African J. of Economic and Sustainable Development (4 papers in press)
Choice of Environmental Policy Instruments and Welfare in Middle-income countries: the case of Cote dIvoire
by Boka Assa, Zie Ballo, Mbaye Diene
Abstract: The purpose of this paper is to determine among pollution taxes, rules and a combination of taxes-rules instruments, one that allows increasing welfare in middle-income countries (MICs) that face economic and environmental shocks. To do this, we used a micro-founded dynamic stochastic general equilibrium (DSGE) model whose parameters are estimated on the Ivoirian economy by the Bayesian method. The results of welfare comparison under three regimes show on the one hand that when public abatement spending is effective, welfare under pollution taxes are higher than pure rules if shocks are strong. But when rules are combined with output taxes for public clearance spending (mixed instrument), welfare under mixed instrument become better than pollution taxes regardless of the type of shock. On the other hand, when the government intervention is inefficient, welfare under pollution taxes are almost equivalent to pure rules but remain lower than the mixed instrument. Our findings suggest that rules combined with output taxes for public clearance spending are appropriate to deal with the economic and environmental shocks in MICs.
Keywords: Middle-income countries; environmental policy instruments; general equilibrium; shock.

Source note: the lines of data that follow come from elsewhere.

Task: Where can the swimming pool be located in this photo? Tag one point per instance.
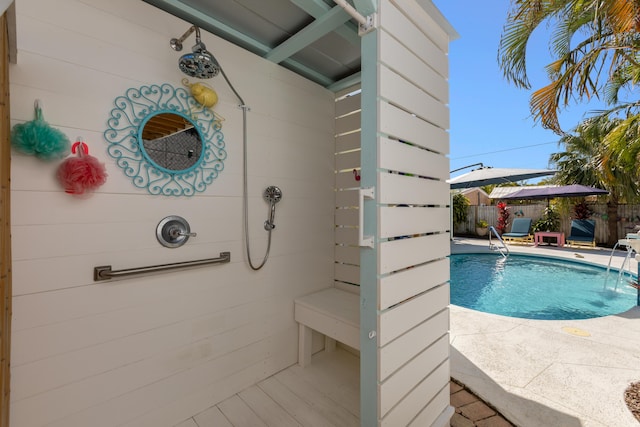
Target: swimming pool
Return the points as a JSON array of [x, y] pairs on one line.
[[534, 287]]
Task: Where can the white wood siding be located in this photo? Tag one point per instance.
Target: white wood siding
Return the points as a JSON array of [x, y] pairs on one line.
[[347, 168], [153, 351], [413, 219]]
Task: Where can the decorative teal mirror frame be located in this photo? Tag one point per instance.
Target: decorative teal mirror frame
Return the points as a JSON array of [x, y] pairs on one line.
[[133, 111]]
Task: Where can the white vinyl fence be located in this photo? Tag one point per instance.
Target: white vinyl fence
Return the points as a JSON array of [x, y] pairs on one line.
[[628, 218]]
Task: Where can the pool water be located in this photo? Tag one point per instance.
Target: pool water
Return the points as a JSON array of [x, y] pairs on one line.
[[537, 288]]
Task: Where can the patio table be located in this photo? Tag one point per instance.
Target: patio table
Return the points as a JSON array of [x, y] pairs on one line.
[[538, 235]]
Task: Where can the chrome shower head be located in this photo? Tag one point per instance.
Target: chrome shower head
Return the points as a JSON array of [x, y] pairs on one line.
[[272, 194], [200, 63]]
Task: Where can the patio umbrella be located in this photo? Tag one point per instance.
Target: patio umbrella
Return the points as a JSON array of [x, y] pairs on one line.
[[574, 190], [487, 176]]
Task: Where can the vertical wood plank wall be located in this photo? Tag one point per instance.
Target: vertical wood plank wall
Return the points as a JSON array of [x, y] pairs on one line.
[[5, 227], [155, 350], [413, 218]]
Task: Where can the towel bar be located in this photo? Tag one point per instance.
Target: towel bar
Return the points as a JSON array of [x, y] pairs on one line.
[[105, 272]]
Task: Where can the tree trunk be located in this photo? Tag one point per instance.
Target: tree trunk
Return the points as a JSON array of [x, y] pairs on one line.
[[612, 221]]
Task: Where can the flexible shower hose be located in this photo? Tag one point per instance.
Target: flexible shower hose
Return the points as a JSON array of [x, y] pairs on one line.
[[245, 191]]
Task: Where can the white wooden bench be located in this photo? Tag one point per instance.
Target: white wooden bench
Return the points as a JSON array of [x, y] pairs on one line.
[[332, 312]]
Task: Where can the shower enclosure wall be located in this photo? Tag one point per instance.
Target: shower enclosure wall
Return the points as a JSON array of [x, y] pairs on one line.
[[158, 349]]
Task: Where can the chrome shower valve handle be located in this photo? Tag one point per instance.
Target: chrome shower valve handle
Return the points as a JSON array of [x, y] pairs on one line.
[[177, 232]]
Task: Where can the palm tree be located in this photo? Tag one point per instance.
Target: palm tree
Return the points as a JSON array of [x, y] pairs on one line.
[[590, 159], [595, 46]]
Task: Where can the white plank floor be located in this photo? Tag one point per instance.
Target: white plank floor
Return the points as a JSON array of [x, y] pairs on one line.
[[326, 393]]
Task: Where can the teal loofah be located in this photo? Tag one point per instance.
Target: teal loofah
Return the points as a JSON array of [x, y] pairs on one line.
[[39, 139]]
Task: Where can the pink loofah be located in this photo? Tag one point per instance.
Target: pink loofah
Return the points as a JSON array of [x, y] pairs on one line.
[[81, 173]]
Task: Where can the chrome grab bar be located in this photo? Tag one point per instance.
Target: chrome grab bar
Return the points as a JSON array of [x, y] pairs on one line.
[[492, 230], [105, 272]]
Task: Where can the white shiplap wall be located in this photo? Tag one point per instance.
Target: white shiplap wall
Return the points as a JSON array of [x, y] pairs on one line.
[[154, 350]]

Positive and Negative Impacts of Natural Gas Consumption on Economic Growth in Nigeria: A Nonlinear ARDL Approach
by Mukhtar Danladi Galadima, Abubakar Wambai Aminu
Abstract: The paper has examined positive and negative effects of natural gas on economic growth in Nigeria using Nonlinear Autoregressive Distributed Lag (NARDL) model. The findings revealed that the negative and positive impacts of natural gas consumption on economic growth are asymmetric in the long run whereas in the short run such evidence has not been found. However, in the long run, the positive impact is 0.15% per 1% increase while the negative impact is insignificant. The implication of the results is that an increase in natural gas consumption can stimulate growth in the long run and, energy efficiency / energy saving policies is not a limiting factor to growth, thus, it does not engender a fall in the rate of economic growth. Therefore, the paper recommends that authorities of the Nigerias economy boost the domestic demand for natural gas, and chart out energy efficiency strategies such as using a light-emitting diode (LED) light bulb or a compact florescent light (CFL) bulb that requires less energy than an incandescent light bulb, and water booster heaters. This way, sustainable economic growth, curbing the issue of global warming and, minimizing costs of energy consumption can be achieved.
Keywords: Non-linear ARDL; Natural Gas Consumption; Economic Growth.

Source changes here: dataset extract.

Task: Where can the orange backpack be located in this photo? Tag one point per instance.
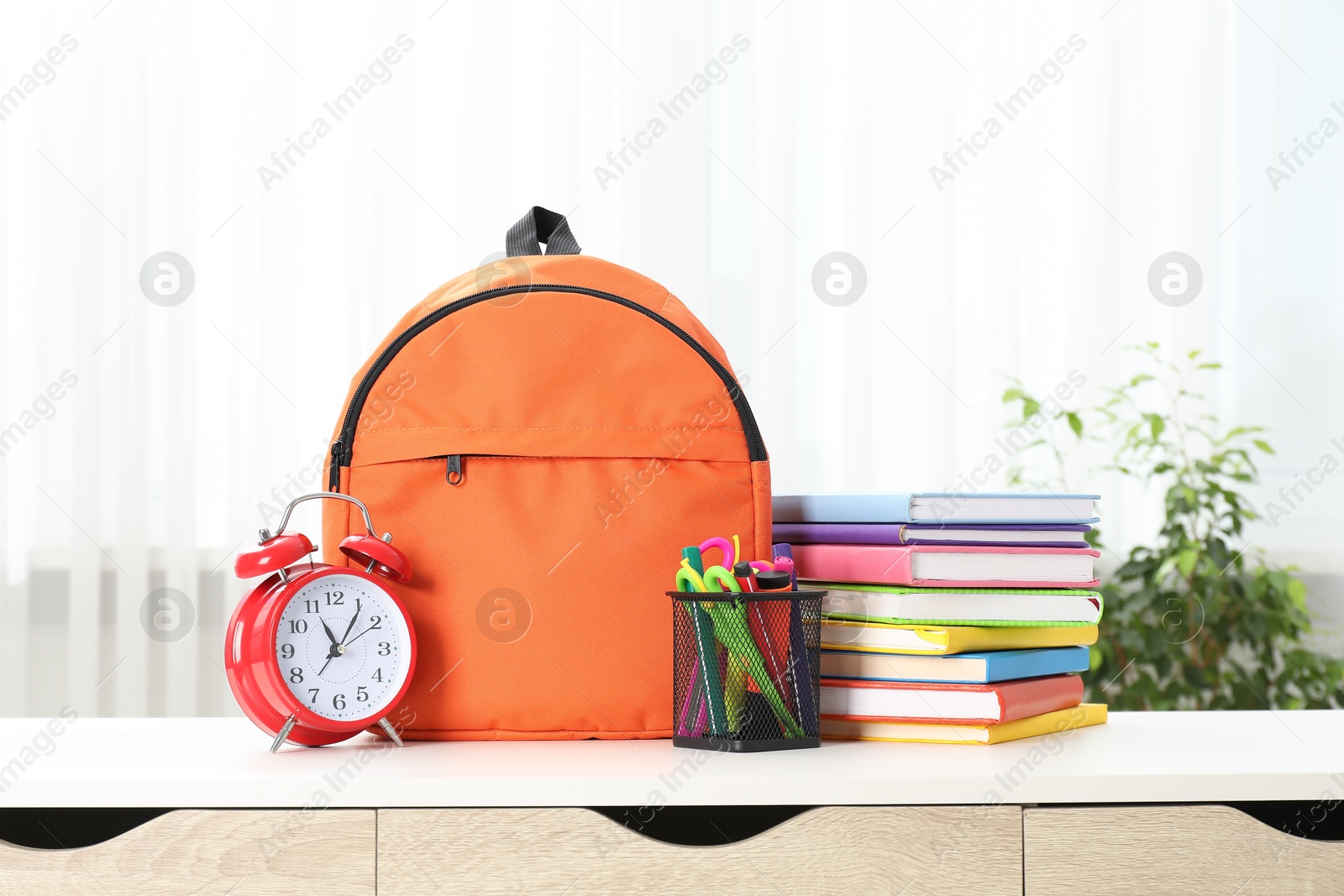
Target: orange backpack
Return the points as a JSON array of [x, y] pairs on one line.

Effect of Credit Supply Constraint on Labor Productivity in sub-Saharan Africa
by Kwame Acheampong
Abstract: This paper investigates the effect of credit supply constraint of risk on labor productivity in 33 sub-Saharan Africa (SSA) countries spanning 1990-2013. It estimates the long run effect of credit supply constraints on labor productivity using the Pooled Mean Group (PMG) estimator. The results revealed that a reduction in both actual and expected risk premiums increased labor productivity in SSA. This findings suggest that in order to relax the credit supply constraints with the intent to improving labor productivity, domestic interest rate should account for changes in foreign interest rate to enhance the needed capital inflows.

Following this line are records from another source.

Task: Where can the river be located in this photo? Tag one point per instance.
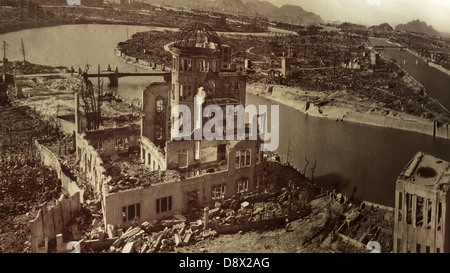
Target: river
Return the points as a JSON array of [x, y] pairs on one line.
[[435, 82], [348, 155]]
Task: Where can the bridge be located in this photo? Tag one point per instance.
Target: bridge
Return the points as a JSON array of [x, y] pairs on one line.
[[114, 76], [390, 46]]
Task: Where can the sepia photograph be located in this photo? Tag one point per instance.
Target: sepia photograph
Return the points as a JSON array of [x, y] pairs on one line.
[[225, 127]]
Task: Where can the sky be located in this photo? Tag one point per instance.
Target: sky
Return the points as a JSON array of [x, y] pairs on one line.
[[371, 12]]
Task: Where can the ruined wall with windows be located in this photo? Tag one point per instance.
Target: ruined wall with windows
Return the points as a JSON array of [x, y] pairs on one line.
[[164, 200], [421, 207], [156, 113]]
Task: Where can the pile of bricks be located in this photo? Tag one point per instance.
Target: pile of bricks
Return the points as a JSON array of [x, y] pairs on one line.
[[175, 234]]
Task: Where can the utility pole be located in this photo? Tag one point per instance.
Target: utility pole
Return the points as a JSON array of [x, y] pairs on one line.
[[5, 60], [22, 50]]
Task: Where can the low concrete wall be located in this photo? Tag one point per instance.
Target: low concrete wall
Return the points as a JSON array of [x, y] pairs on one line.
[[440, 68], [65, 125], [145, 64], [50, 222], [49, 159], [246, 226]]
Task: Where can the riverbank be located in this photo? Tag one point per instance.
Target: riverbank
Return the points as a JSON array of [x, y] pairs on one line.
[[336, 105], [348, 106]]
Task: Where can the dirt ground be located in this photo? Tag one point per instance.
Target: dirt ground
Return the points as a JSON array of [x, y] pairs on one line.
[[269, 241], [25, 184]]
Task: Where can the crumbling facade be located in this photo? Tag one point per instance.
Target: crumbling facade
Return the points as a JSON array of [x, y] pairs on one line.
[[214, 169], [422, 207], [174, 176]]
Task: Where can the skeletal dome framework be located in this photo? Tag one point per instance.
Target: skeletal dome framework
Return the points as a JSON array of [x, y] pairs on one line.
[[197, 35]]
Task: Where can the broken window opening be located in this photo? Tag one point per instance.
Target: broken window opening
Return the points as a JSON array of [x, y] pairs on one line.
[[408, 199], [248, 157], [221, 152], [130, 212], [439, 216], [218, 191], [258, 154], [159, 105], [164, 204], [419, 211], [429, 213], [243, 158], [400, 207], [242, 186], [197, 150], [183, 158]]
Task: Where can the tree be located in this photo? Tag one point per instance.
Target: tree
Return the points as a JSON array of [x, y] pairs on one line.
[[92, 100]]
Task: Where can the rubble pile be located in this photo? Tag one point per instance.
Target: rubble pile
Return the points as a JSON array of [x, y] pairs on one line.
[[25, 184], [175, 234], [149, 46], [24, 187], [130, 173], [87, 225]]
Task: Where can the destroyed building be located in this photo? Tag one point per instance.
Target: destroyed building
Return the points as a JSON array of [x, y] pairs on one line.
[[422, 206], [173, 176]]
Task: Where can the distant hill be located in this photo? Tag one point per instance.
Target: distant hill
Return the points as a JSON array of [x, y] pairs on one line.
[[286, 14], [419, 27], [383, 28]]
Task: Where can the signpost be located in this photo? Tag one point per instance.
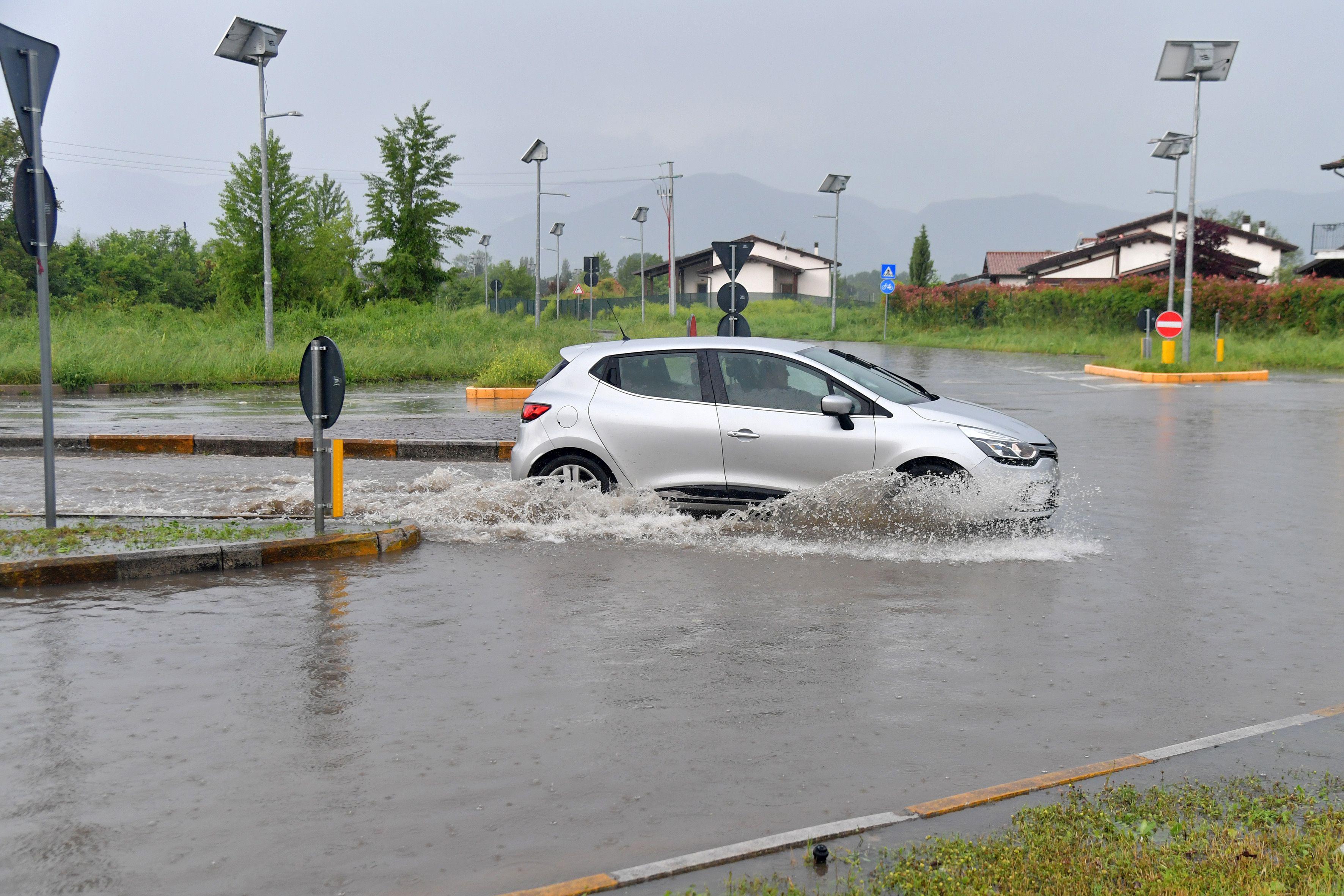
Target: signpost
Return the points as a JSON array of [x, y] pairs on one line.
[[592, 275], [1146, 320], [29, 66], [1170, 324], [733, 297], [888, 287], [322, 365]]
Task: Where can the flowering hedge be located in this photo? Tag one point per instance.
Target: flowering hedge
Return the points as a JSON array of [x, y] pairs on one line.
[[1311, 305]]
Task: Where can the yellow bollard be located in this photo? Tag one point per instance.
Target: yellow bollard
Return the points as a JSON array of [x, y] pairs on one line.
[[338, 477]]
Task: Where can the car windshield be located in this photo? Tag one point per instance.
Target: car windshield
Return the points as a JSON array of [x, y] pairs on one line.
[[885, 384]]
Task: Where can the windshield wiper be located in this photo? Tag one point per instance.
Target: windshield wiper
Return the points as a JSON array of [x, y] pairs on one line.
[[882, 370]]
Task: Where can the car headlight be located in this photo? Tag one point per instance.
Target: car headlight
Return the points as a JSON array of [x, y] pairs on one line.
[[1000, 446]]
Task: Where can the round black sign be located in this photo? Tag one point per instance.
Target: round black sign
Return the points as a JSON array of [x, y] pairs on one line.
[[332, 380], [741, 330], [26, 211], [733, 299]]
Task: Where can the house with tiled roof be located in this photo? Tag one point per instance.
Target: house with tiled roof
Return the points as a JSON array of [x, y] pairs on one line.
[[1133, 249], [1004, 269], [1143, 248]]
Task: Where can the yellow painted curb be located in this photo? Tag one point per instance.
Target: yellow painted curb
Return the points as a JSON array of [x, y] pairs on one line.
[[1025, 786], [144, 444], [1213, 377], [478, 393], [577, 887]]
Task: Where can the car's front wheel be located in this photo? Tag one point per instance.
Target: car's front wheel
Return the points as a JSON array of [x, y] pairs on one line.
[[577, 468]]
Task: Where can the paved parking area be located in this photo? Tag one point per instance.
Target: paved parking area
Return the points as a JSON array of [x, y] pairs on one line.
[[520, 702]]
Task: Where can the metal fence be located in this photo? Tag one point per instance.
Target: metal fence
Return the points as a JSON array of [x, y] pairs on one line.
[[578, 307], [1327, 238]]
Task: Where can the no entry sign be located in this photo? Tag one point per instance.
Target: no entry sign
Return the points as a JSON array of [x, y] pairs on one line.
[[1168, 325]]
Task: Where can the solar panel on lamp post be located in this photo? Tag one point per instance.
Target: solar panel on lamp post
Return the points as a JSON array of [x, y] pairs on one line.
[[256, 44], [486, 269], [538, 152], [557, 229], [1198, 61], [834, 184], [1171, 146]]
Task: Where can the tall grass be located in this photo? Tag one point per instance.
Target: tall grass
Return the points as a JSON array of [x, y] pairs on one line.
[[391, 342]]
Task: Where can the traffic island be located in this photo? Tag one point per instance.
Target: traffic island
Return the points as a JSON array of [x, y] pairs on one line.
[[1206, 377], [155, 562]]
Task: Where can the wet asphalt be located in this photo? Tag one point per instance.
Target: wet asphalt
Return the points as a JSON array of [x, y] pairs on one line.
[[488, 714]]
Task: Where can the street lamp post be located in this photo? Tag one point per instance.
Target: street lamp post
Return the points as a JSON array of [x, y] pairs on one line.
[[538, 154], [1198, 61], [486, 270], [641, 215], [557, 229], [255, 44], [834, 184], [1171, 146]]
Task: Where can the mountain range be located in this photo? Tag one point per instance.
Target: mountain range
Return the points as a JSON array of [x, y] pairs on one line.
[[710, 207]]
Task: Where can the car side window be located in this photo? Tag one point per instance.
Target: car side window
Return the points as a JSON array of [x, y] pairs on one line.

Keywords: productivity; credit; risk; interest-rate.
JEL: F65. F66. G11.
MONEY SUPPLY, INFLATION AND ECONOMIC GROWTH IN LIBYA
by Ahmed Krouso, Dilek Temiz Dinc, Aytac Gokmen, Mehmet Yazici
Abstract: The aim of this study is to examine the relationship between money supply, inflation and economic growth in Libya. Vector Auto-regression Model, Johansen co-integration test and Granger causality were used in the analysis for the sample period of 1960-2016. The results indicate that all the variables are co-integrated in long-term. Furthermore, the increase in economic growth by 1% decreases inflation by 1.55%. While the growth in money supply by 1 percent will increase the price level by 1.15 %. According to the results of the causality test, there is no causality direction in short-run among the variables except unidirectional causality among economic growth and money supply running from RGDP to RM2 at the to 5% significance level. In addition, the response of inflation on the economic growth is negative all throughout the ten periods. Also, the same applies to money supply and economic growth. Besides, economic growth has an early and positive impact on money supply.
Keywords: Money supply; Inflation; Economic Growth; Co-integration; Libya.